About 10 years ago I opened the Tucson Business Club, a professional referral group. I knew nothing about networking at the time. In fact, I had never been part of a referral group or even attended a single networking event. I had a lot to learn.
Wayne Weld was my biggest competitor. He ran a competing referral group and held monthly networking mixers. He also organized a large annual mixer called the Chocolate Rock & Roll Event. He was well-connected and respected in the community. Weld was the networking icon in Tucson.
I decided to organize a collaborative mixer called the Big Networking Event. Dozens of the largest business trade associations and Chambers of Commerce participated, bringing their members together for one evening of networking. With just one week to go before the first event, I knew I needed Weld’s help organizing the vendor tables, registration and other logistics. What developed is a great business relationship, and an even better friendship.

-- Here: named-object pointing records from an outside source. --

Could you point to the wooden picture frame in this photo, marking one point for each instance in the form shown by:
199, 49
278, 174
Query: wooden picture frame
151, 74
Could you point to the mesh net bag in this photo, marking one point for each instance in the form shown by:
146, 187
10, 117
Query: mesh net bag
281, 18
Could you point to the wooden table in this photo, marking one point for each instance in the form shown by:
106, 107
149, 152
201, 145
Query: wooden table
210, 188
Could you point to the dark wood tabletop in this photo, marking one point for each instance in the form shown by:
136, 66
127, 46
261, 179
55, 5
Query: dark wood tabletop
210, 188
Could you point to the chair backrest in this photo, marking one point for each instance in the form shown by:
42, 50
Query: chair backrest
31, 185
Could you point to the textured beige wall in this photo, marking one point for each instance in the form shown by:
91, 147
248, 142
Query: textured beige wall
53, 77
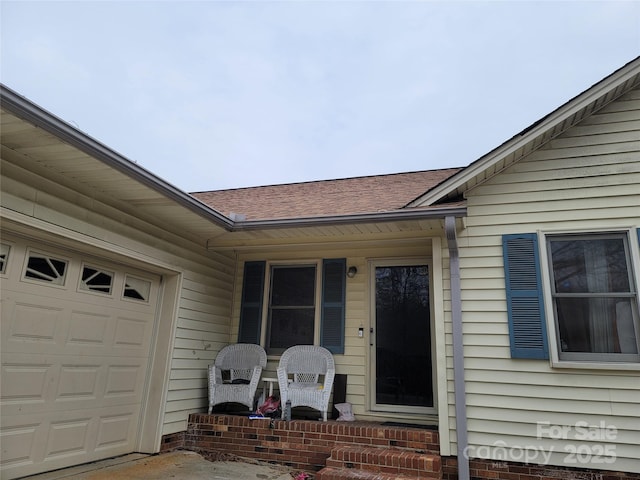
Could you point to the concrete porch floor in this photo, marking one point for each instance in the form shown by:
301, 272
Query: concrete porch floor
178, 465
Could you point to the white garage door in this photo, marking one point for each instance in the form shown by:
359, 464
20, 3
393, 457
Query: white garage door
76, 339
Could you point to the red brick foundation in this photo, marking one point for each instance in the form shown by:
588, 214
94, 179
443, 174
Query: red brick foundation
498, 470
307, 445
299, 444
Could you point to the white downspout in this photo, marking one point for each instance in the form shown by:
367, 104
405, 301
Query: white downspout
458, 352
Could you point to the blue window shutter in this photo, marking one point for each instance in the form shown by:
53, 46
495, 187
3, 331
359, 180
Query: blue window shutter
525, 304
333, 304
251, 307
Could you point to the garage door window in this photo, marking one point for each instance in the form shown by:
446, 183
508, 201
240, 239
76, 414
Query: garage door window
47, 269
95, 279
137, 289
4, 257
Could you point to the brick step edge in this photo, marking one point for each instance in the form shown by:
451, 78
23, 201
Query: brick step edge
384, 460
330, 473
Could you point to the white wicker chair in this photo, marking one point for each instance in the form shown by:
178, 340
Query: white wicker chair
243, 361
299, 379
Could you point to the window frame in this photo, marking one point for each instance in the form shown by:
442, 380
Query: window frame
582, 360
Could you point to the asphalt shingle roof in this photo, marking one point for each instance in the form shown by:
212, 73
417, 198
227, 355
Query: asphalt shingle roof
348, 196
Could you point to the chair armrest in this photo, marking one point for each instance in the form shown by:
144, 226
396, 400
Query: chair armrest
328, 379
255, 377
283, 379
215, 375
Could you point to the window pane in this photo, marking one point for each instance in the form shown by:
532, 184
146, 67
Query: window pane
590, 266
594, 297
96, 280
596, 325
46, 269
291, 307
293, 286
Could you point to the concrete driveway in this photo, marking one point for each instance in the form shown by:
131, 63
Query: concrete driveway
180, 465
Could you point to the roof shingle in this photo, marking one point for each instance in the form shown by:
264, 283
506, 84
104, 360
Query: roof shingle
348, 196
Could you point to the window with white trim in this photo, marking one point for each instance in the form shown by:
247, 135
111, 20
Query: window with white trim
292, 307
305, 304
595, 298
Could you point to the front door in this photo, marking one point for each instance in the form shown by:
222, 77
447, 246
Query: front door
401, 338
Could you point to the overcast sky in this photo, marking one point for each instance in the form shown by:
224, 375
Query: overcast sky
210, 94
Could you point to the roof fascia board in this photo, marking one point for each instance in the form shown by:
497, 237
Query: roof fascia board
32, 113
410, 214
537, 129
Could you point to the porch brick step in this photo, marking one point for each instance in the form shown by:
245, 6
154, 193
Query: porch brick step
330, 473
392, 461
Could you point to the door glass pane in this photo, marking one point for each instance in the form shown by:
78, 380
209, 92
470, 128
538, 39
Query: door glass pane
403, 337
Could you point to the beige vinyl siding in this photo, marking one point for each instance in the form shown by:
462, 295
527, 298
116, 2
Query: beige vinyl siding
587, 179
202, 315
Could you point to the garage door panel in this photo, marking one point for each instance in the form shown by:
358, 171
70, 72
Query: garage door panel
74, 362
58, 383
25, 322
83, 330
24, 383
36, 442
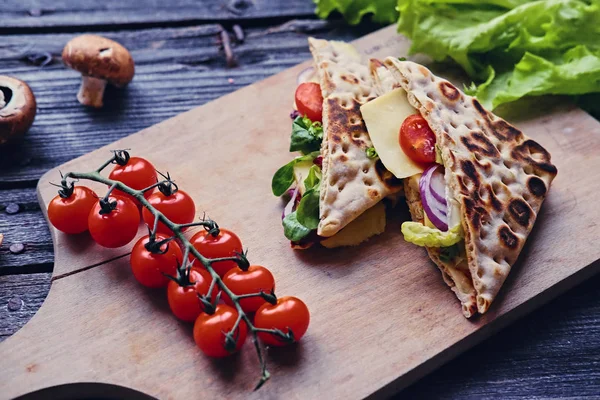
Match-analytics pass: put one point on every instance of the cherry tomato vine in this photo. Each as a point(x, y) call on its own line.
point(114, 209)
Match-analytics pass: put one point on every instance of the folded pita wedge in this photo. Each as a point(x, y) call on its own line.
point(496, 180)
point(351, 182)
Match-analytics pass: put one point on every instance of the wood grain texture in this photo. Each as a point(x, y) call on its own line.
point(177, 69)
point(28, 227)
point(423, 329)
point(554, 352)
point(21, 296)
point(16, 14)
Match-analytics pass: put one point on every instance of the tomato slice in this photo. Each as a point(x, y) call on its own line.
point(417, 139)
point(309, 101)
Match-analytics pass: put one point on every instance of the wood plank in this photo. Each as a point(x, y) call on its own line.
point(532, 356)
point(423, 329)
point(20, 298)
point(89, 13)
point(27, 227)
point(552, 353)
point(177, 70)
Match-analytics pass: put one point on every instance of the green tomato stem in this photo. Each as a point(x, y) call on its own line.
point(95, 176)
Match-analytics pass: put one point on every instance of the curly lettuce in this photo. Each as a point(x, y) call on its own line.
point(421, 235)
point(513, 48)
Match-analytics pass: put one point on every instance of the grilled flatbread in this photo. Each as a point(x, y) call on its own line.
point(498, 176)
point(352, 182)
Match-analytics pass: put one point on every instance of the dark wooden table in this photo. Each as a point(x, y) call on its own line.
point(180, 64)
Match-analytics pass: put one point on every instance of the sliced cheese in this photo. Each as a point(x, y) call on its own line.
point(384, 117)
point(301, 171)
point(368, 224)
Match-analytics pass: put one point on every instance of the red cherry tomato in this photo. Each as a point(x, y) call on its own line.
point(70, 215)
point(116, 228)
point(178, 207)
point(138, 174)
point(309, 101)
point(254, 280)
point(225, 244)
point(149, 268)
point(209, 331)
point(417, 139)
point(288, 313)
point(183, 296)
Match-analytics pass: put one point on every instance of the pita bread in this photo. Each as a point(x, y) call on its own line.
point(498, 175)
point(352, 182)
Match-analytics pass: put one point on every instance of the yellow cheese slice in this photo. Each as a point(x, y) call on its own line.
point(368, 224)
point(301, 171)
point(384, 117)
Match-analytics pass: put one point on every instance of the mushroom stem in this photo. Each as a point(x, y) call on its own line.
point(91, 91)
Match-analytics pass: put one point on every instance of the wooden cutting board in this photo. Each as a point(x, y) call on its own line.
point(381, 315)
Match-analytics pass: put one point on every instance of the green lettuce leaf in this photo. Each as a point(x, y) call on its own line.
point(284, 176)
point(512, 48)
point(382, 11)
point(518, 48)
point(294, 230)
point(421, 235)
point(306, 135)
point(308, 208)
point(577, 71)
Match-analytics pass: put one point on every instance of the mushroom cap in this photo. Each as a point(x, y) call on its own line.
point(19, 109)
point(101, 58)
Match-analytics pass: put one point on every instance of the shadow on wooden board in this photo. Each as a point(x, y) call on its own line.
point(86, 391)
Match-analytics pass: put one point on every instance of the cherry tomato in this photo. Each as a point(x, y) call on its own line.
point(288, 313)
point(255, 279)
point(149, 268)
point(70, 215)
point(309, 101)
point(183, 296)
point(225, 244)
point(209, 331)
point(178, 207)
point(116, 228)
point(417, 139)
point(138, 174)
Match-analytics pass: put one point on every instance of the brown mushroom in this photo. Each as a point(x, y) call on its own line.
point(100, 60)
point(17, 108)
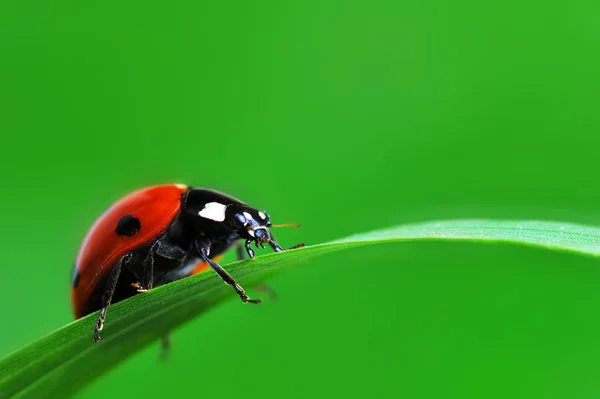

Weld and I organized a total of eight annual Big Networking Events together, and every event sold out. Our largest event was attended by more than 1,200 people. Prior to our Big Networking Events, none of the business trade associations worked together. It was more of a competitive culture, as opposed to a collaborative one. The Big Networking Event changed all of that, and many of those associations still work together today.
Over the years, Weld shared with me everything he knew about running networking groups, events and good networking practices. We conducted networking workshops and referred business to each other. We launched a new referral group for real estate related service providers, and Weld helped me write my first book on generating referrals.
Weld and I spent thousands of hours together and became the best of friends. He taught me many valuable lessons. Do you have a great relationship with one of your competitors?